Entre a alimentação dos escravos e o movimento Slow Food

Quando perguntei a Maria Conceição Oliveira como deveria apresentá-la aos leitores, ela foi categórica: “Sou uma mulher negra, cozinheira, pesquisadora. Formada em gastronomia, pós-graduanda em Segurança de Alimentos. Mais que tudo, sou uma mulher de 63 anos que jamais vou desistir, vou parar de construir e de pensar. Eu ainda estou aqui!” Feita as devidas apresentações, posso garantir que ela também causa ao chacoalhar o mainstream do debate alimentar falando sobre a comida dos escravos, alta gastronomia, racismo, Slow Food e muito mais!

Conceição, como começou o seu interesse pelo debate alimentar?

Eu sou militante política. Morei em Angola, fui para lá na época da revolução da independência, com 19 anos e desde então meu trabalho sempre foi a militância. Naquela ocasião, eu fazia filosofia na USP e começava o movimento negro de São Paulo. Mas o DOPS [órgão histórico de repressão aos movimentos sociais e populares criado em 1924 que tornou-se centro de tortura durante a Ditadura Militar] estava em cima dos nossos grupos de atenção na USP e chegou uma hora que eu falei: “aqui não vai rolar nada!”. Por isso eu fui para África. E quando voltei continuei militando. Mas quando eu tinha 50 anos, minha mãe ficou cega e adoeceu. A minha mãe é uma grande cozinheira. E naquela época eu lembro de ter encontrado um amigo numa livraria, acho que era Cultura, um desses lugares descolados brancos que eu olho e só tem eu de neguinha lá xeretando, querendo saber o que os brancos estão aprontando (risos). Aí meu amigo falou: “olha, Conceição, pega um depoimento da sua mãe cozinhando ou na cozinha, pega os cadernos de receita dela”. E eu saí de lá com aquilo na cabeça. A mãe dele estava à beira da morte e ele estava fazendo igual.
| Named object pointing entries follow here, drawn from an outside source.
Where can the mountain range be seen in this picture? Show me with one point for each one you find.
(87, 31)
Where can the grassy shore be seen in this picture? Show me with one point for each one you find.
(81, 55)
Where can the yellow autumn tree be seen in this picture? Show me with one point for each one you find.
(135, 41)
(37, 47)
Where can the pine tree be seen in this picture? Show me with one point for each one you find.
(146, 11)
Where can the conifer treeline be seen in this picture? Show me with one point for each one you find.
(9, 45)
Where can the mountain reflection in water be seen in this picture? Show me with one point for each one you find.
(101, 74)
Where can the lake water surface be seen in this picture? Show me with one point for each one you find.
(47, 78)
Aí eu fui conversar com minha mãe.

Como foi a conversa com sua mãe?

Minha mãe é semianalfabeta. Minha avó e minha bisa também. Eu sou de uma geração direta de escravos. Meu avô, pai de minha mãe, foi escravo. Ele foi libertado, mas acabou morrendo como mendigo. Ele trabalhava nos engenhos, então não tinha mais saúde e foi mendigar pelas ruas de Nazaré das Farinhas [Recôncavo Baiano]. Aí eu fui conversar com minha mãe e ela disse que não tinha caderno de receita algum. Minha mãe tinha tudo na cabeça! Foi quando chegaram as questões e me perguntei: “o que é isso de caderno de receitas?”
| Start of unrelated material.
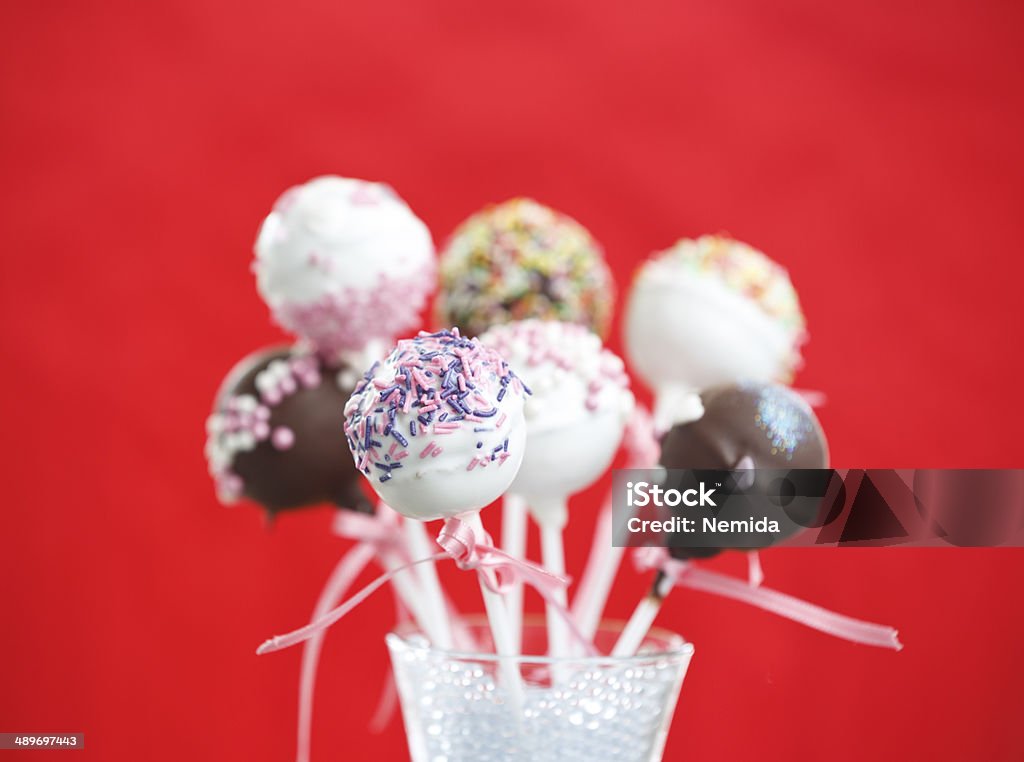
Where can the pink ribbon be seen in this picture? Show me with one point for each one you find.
(375, 534)
(683, 574)
(497, 569)
(642, 450)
E o que é isso de caderno de receitas?!

 Então… Para eu entender o que é um caderno de receita, eu precisava saber o que os brancos têm como memória. Aí eu fui pesquisar todas as teses de mestrado do pessoal do Rio Grande do Sul que falava sobre receitas. E fui entendendo a importância disso. Depois, com o tempo, eu pegava uma receita de um colono ou de uma família italiana e já sabia exatamente em que contexto que eles estavam. Se era na Segunda Guerra Mundial, se já era uma fase Getúlio Vargas. Eu sabia pelas receitas, pelas festas, pelas efemérides. Ah! O caderno de receita te conta a história de um núcleo familiar e se expande. Aí eu vi que eu poderia usar isso com a comunidade negra através da identidade. As identidades nas panelas. Nós temos receitas? Sim, temos receitas! Mas o que o negro tem é a oralidade, não é um caderno! Do tipo: pega isso, faz aquilo. Aí eu peguei e fui entrevistar as mães das minhas amigas negras e elas foram falando e fui mergulhar nesse universo.

Quais são as receitas que você descobriu na sua pesquisa?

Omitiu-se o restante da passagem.